Cully Hamner’s Blue Beetle designs

Members of the DCU’s superhero fraternity will be dropping by to visit The Blue Beetle, but the series won’t be filled with gratuitous guest stars. “There are certain things that we have to get through because we can’t pretend the rest of the DCU doesn’t exist,” Giffen explained. “We can’t pretend that the Blue Beetle showing up in El Paso is not going to draw certain attention, but that will be woven into the ongoing story. It’s not going to be ‘This issue it’s Superman! This issue it’s Green Lantern! And next issue, Booster Gold again! It’s not going to be like that. They are going to show up as integral parts of the ongoing storyline.”

One of the reasons guest star appearances will mean something in “Blue Beetle” is due to the book’s El Paso, Texas setting– superheroes and villains looking to meet up with the Beetle will have to do a little traveling. “I didn’t want him in a place where the DC Universe is constantly rubbing shoulders with him,” Giffen said. “I did choose El Paso for one other reason. It’s one of the few cities that has a twin across the river. There’s El Paso and Juarez. That appealed to me, the mirror images, and the fact that you can get a lot of symbolic and emotional scenarios with the idea of these twin cities separated by a river.”

The supporting cast of “Blue Beetle” will be made up of some of the many denizens of El Paso, but Giffen doesn’t want to reveal their identities yet. “The supporting cast will grow but I don’t want to spoil it for the readers because it involves the creation of new characters,” Giffen stated. “In the first three issues of ‘Blue Beetle’ alone we have revamped a character that people thought they knew– I’m not talking Blue Beetle here– and already introduced about six new characters. By the time we get to the half year point, people are going to understand that ‘Blue Beetle’ is the book where instead of going, ‘We should bring in Captain Cold’ we would rather put our heads together and go, ‘What’s a cool new villain we can create and toss into the DC communal pot?’ I think it’s important. If ‘Blue Beetle’ is anything, it’s a place you can come to for new characters, new concepts and new circumstances.”

The tone that Giffen and co-writer John Rogers have given “Blue Beetle” may not be what some readers expect. “It’s not Bwah-ha-ha,” Giffen said. “It’s serious as a heart attack.
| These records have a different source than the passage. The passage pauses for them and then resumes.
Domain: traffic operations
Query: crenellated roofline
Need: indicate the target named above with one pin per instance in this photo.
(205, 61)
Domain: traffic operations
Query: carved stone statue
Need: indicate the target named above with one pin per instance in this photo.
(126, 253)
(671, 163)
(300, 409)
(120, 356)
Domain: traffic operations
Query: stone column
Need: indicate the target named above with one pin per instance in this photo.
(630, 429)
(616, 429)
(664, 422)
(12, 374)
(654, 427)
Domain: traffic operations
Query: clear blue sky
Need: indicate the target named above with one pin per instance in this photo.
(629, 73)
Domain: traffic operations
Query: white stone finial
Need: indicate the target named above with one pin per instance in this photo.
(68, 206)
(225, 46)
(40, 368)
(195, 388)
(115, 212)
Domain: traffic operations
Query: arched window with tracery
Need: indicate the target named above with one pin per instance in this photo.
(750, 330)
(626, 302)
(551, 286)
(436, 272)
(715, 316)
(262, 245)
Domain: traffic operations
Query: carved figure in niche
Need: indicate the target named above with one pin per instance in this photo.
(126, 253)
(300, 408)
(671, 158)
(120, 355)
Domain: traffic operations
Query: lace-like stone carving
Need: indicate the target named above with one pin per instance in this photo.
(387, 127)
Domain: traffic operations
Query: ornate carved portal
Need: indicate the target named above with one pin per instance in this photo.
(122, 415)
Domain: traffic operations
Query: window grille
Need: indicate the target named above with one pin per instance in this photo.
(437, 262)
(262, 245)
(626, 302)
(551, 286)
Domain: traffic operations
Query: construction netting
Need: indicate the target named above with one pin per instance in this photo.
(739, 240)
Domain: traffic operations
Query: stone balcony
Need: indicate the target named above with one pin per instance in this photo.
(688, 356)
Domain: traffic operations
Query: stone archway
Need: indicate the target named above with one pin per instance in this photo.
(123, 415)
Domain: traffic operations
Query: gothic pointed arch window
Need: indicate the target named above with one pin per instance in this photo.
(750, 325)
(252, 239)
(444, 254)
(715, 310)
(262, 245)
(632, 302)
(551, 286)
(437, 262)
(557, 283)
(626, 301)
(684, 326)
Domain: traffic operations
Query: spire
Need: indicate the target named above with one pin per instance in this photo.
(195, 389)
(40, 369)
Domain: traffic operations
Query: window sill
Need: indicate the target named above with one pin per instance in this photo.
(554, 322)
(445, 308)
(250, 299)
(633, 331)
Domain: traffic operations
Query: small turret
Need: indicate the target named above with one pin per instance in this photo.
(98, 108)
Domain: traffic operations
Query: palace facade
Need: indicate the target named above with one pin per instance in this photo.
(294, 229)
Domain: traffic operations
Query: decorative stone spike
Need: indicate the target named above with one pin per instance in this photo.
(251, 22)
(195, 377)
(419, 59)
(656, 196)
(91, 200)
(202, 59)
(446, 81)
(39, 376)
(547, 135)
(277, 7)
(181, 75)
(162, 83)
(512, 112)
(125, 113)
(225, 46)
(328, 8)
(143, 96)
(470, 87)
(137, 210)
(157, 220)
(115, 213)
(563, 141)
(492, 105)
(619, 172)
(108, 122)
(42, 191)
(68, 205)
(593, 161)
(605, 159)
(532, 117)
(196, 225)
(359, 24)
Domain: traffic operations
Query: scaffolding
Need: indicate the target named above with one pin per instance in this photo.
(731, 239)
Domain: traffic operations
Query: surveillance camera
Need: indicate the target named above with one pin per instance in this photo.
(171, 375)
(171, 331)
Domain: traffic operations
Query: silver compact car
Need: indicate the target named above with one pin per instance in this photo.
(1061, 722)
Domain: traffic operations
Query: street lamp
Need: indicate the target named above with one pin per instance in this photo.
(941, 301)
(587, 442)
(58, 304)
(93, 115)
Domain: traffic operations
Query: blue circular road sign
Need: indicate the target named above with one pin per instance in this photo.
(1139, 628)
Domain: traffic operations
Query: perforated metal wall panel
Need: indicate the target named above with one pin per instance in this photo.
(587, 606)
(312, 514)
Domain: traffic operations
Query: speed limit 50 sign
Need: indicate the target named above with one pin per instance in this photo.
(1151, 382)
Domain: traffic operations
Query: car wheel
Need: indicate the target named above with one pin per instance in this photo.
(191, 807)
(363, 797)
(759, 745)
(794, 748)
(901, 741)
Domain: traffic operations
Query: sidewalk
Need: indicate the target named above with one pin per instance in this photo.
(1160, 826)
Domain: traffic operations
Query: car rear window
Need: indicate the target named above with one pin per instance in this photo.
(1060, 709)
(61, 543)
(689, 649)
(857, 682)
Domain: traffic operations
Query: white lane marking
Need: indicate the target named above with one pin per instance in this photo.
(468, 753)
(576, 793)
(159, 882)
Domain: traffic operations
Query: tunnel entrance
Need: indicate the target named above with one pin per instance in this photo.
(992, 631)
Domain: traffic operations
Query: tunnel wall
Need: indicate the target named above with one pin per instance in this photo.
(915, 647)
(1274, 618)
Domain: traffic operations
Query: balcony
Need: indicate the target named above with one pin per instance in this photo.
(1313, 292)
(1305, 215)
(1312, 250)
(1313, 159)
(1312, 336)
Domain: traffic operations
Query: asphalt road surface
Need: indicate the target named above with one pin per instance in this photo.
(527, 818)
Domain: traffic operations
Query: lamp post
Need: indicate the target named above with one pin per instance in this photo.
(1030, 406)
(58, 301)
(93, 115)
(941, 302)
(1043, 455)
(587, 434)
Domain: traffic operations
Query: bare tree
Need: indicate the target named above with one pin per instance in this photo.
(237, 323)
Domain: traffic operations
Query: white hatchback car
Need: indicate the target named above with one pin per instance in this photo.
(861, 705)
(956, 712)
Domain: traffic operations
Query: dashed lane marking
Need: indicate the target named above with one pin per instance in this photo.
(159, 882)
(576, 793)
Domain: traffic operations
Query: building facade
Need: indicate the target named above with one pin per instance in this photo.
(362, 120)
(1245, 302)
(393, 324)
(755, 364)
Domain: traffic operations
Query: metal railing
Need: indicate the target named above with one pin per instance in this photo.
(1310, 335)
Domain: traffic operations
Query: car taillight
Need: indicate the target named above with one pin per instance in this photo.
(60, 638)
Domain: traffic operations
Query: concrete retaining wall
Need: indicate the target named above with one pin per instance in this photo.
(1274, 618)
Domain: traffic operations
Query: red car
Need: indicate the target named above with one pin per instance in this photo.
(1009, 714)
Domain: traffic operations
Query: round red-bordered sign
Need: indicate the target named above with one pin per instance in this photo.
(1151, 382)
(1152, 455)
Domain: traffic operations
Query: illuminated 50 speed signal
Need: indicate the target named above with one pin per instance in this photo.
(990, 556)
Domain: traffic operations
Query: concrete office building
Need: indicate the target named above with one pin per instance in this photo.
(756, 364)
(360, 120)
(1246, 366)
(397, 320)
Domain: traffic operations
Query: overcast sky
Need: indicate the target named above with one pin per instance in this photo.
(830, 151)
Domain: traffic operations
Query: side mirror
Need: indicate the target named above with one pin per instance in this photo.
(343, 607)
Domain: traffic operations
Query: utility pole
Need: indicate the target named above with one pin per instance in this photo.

That said, the book has its light moments, but the light moments come from the characters, not circumstance. People lighten tension with humor, there’s a reason for the tension and that’s serious. This is not a ‘Justice League’ book. This is not me bringing in John Rogers and going, ‘You’re Marc DeMatteis, go!’ This is a whole other animal. So, people who are wandering into this thinking they’re going to get a ‘Justice League’ style vibe from ‘Blue Beetle’ are going to be horribly disappointed.”

“Blue Beetle” #1 is part of DC’s “One Year Later” storyline and opens with Jaime Reyes very angry at the superhero community of the DCU over the way he was used and abandoned in “Infinite Crisis.” “Jamie is looking at the superheroes and going, ‘What is the matter with you? I’m a fucking kid! Get your heads out of your asses and at least tell me what’s going on!’” Giffen said. “He’s not thrilled. At the point where we meet him if he bumped into Superman he would go, ‘Don’t even talk to me. Go away.’”

Readers wondering what happened to Jaime during the missing year will get some answers in “Blue Beetle” #2 and Blue Beetle will play a role in “52,” which examines the missing year in detail. However, Giffen was unable to reveal the extent of Beetle’s involvement in the weekly series.

Beetle may be involved in “52,” but he is not one of the core cast members of the book. “On the first issue cover that’s the core group right there,” Giffen said. “Ralph or Elongated Man, Black Adam, Montoya, the Question, Steel, Booster Gold; those are the basic core characters. Other DC characters will be appearing in ’52,’ but the main characters of ’52′ will be appearing in no other DC titles for the year that the series is running. It’s kind of, we have our toys and we’re keeping them but we want some of your toys to.”